Давай начистоту, Мэйтланд. Как ты с ней будешь говорить, если рта раскрыть не можешь?

Я громко выдыхаю себе в руки.

– Тебе плохо? – Цинния тянется ко мне, осторожно касается пальцами моей коленки в грязной драной штанине. Я весь замираю, от кончиков волос до пяток становлюсь одним нервом. Клянусь, ногу сейчас сведет судорогой.

– Н-нет, все путем.

Просто у меня сердце застряло в горле, и я сейчас задохнусь, а в остальном все окей.

Цинния молчит, я тоже. Не знаю, что говорить. Очень хочется, чтобы ее сейчас здесь не было, я не хочу показаться ей идиотом большим, чем есть на самом деле. А сейчас мне ни слова не выговорить.

Нужно что-то сказать. Что угодно.

– Если ты не хочешь есть... – она нетерпеливо елозит по покрывалу и придвигается еще ближе. Мне кажется, я сейчас задохнусь от ее близости.

– Э...

– ...может, расскажешь, что вы вчера обсуждали с мамой?

Я с разбегу врезаюсь в тупик из ее вопроса.

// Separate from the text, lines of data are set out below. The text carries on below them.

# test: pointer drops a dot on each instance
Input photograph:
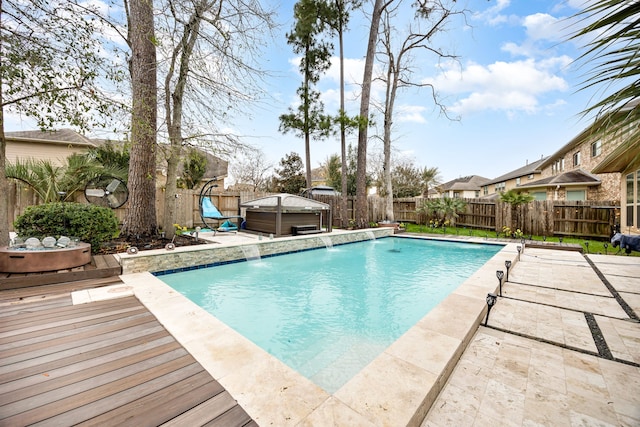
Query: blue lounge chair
(209, 212)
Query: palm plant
(445, 209)
(516, 199)
(614, 57)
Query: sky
(513, 90)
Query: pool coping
(396, 388)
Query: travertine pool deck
(535, 364)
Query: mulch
(120, 245)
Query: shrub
(90, 223)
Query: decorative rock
(49, 242)
(32, 243)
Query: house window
(631, 200)
(576, 159)
(596, 148)
(637, 221)
(576, 195)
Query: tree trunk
(173, 110)
(171, 188)
(140, 220)
(4, 182)
(362, 214)
(390, 97)
(344, 216)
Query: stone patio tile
(503, 403)
(622, 337)
(455, 407)
(546, 407)
(404, 387)
(633, 299)
(332, 412)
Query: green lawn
(588, 245)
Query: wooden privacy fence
(540, 218)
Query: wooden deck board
(101, 363)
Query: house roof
(624, 157)
(60, 137)
(588, 133)
(287, 201)
(471, 182)
(577, 177)
(520, 172)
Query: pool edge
(418, 372)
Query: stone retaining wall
(206, 255)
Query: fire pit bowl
(20, 260)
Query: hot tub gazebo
(286, 214)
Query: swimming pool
(327, 313)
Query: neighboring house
(54, 146)
(468, 187)
(625, 161)
(511, 180)
(567, 174)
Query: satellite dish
(106, 191)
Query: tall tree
(611, 28)
(251, 169)
(361, 209)
(140, 220)
(311, 21)
(411, 181)
(50, 63)
(333, 171)
(430, 18)
(194, 168)
(290, 174)
(343, 9)
(212, 48)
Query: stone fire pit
(14, 260)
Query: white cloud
(493, 15)
(410, 114)
(511, 87)
(542, 26)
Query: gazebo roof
(288, 202)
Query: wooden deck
(101, 363)
(101, 266)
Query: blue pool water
(327, 313)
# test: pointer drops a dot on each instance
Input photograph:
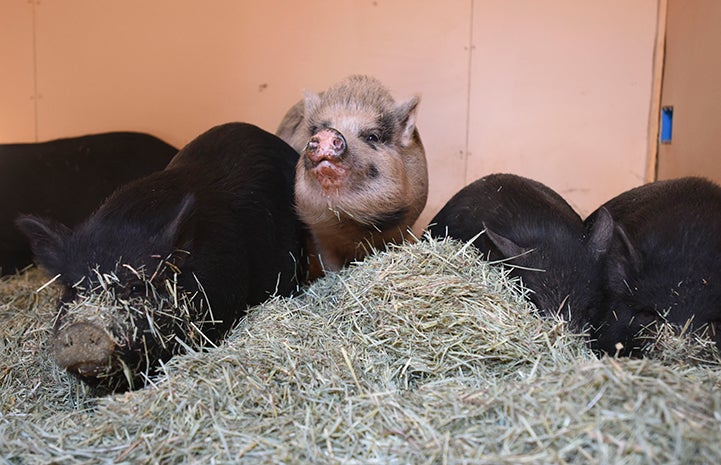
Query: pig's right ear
(600, 235)
(180, 231)
(625, 261)
(47, 240)
(505, 246)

В голове и без того было глухо, только панические мысли бились о стенки черепа и друг друга, а теперь там просто пустошь.

– Что? – переспрашиваю я хриплым голосом. Откашливаюсь, мысленно ругая себя. – Что ты спросила?

Цинния распахивает глаза еще шире, хлопает ресницами – такие длинные! – и с готовностью повторяет:

– О чем вы говорили вчера вечером? Канцлер... – она запинается, отводит взгляд в сторону, словно стыдится, – его, правда, арестовали?

Я судорожно облизываю губы. Они сухие и потрескавшиеся, как будто вчера вовсе не я бегал под дождем полночи. А можно сменить тему для разговора? Под «что угодно» я подразумевал «что угодно, кроме ареста отца, вчерашних событий, моей болезни и...». И еще миллиона других тем.

Собеседник из меня так себе.

– Ну, это... – голос внезапно подскакивает на октаву. – Я не уверен, что это было...

Не уверен, что это был арест. После бессознательной ночи, в свете утра мне все произошедшее кажется каким-то идиотским приколом, и я не хочу болтать об этом направо-налево.

– Извини, – говорю я, резко поднимаясь с места, – мне нужно идти.

Цинния вспыхивает подобно ксеноновой лампочке.

– Тебе же нельзя выходить из дома! – восклицает она и тоже вскакивает. – Ты же заболел!

– Я хорошо себя чувствую, – в физическом плане. – Мне нужно кое-что проверить.

Она скрещивает на груди руки и хмурится, поджимая губы, почти как мать. Только вот куда более эмоционально.